Back then in 2009, I started fighting the spiritual battle of spiritual husband and marine spirit. I always had wet dreams. This man would and make love to me and I would feel like it is real life. I feared that I wasn’t going to get married, let alone have a baby.
Every relationship I tried failed. Once it was getting serious, they would hate and leave me for no reason.
The battle continued till 2014 when a bad prophesy came that I would die. I started seeing my enemy’s corpse in my dream. I started seeing myself being buried in my dreams. Mom cried everyday. But the God that never fails didn’t let it happen.
That same April 2014, I met my husband. He was every thing I had always wanted in life. But I wasn’t serious with him. I was still leaving in the shadow of myself.
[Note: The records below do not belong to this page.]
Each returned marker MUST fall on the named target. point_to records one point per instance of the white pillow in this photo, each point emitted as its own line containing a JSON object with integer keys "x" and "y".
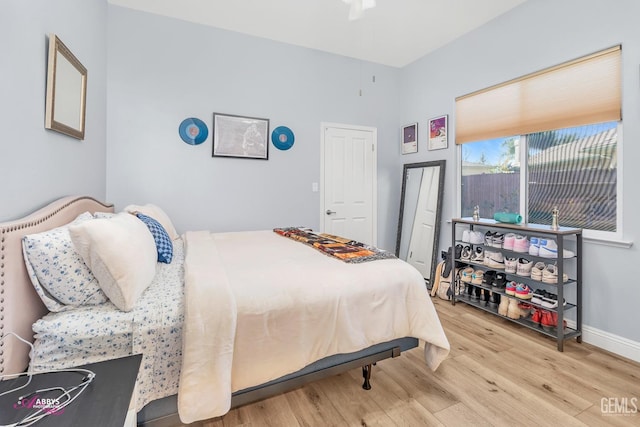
{"x": 156, "y": 213}
{"x": 121, "y": 253}
{"x": 57, "y": 271}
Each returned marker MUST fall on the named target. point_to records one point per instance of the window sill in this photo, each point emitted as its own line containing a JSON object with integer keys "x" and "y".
{"x": 608, "y": 242}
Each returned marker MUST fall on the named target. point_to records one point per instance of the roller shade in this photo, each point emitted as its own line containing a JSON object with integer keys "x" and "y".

But he never got tired. I started becoming serious with him in the 7th month of our relationship.
To God be the glory, I scaled through 2014 and I got married in the middle of 2015. God has continued to dwell in my marriage. He gave me the best man on earth.
Before I got married, I was always having bad thoughts that I wasn’t going to give birth. But the miraculous God made me pregnant in the 4th week after our wedding. Nine months after, I gave birth.
Though delivery wasn’t easy but God proved himself. Few months after I had my baby, I started getting bad prophesies about having a delay. Another prayer started. Then I started having wet dreams again. I was scared and terrified. I thought that was the end.
Just few days ago, I tested positive to another pregnancy. I know the God that saved and helped me the first time will help me carry this pregnancy to full term. I also pray for everyone that is passing through spiritual and infertility challenges that the Lord will introduce Himself in your lives.